OLG Frankfurt am Main, 21.03.2016 – 4 UF 26/16

OLG Frankfurt am Main, 21.03.2016 – 4 UF 26/16
Leitsatz:

Ein Eindringen in ein befriedetes Besitztum setzt bei einem Hineinlehnen des Täters in den Luftraum oberhalb des Besitztums voraus, dass der Täter zumindest beabsichtigte, das Besitztum auch zu betreten.
Tenor:

Der angefochtene Beschluss wird abgeändert.

Der Antrag der Antragstellerin auf Erlass von Maßnahmen nach dem Gewaltschutzgesetz gegen den Antragsgegner wird zurückgewiesen.

Der Verfahrenswert für das Beschwerdeverfahren wird auf 1.000,00 € festgesetzt.

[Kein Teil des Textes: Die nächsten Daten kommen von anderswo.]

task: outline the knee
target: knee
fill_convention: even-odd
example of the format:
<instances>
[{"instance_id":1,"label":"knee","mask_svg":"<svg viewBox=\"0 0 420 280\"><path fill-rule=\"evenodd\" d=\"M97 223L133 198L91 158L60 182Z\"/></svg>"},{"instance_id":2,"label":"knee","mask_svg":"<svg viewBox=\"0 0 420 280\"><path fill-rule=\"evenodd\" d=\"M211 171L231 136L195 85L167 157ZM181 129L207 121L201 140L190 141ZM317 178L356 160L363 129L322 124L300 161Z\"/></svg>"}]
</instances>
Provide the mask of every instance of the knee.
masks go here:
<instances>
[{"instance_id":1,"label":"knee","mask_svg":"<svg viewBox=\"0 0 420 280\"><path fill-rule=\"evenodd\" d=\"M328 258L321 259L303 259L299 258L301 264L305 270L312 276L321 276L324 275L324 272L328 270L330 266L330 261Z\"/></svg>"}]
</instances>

Die Kosten des Verfahrens hat die Antragstellerin zu tragen.
Gründe

I.

Die Beteiligten bewohnen nebeneinander gelegene Wohnungen in dem Haus …. Beide Wohnungen verfügen über Balkone, die durch eine teilweise nur halbhohe Brüstung getrennt sind. So ist es möglich, von einem der Balkone den Nachbarbalkon und einen Teil der dem Balkon zugewandten Fensterfront der Nachbarwohnung einzusehen. Es ist aber nicht möglich, vom Balkon des Antragsgegners die Balkontür der Antragstellerin einzusehen.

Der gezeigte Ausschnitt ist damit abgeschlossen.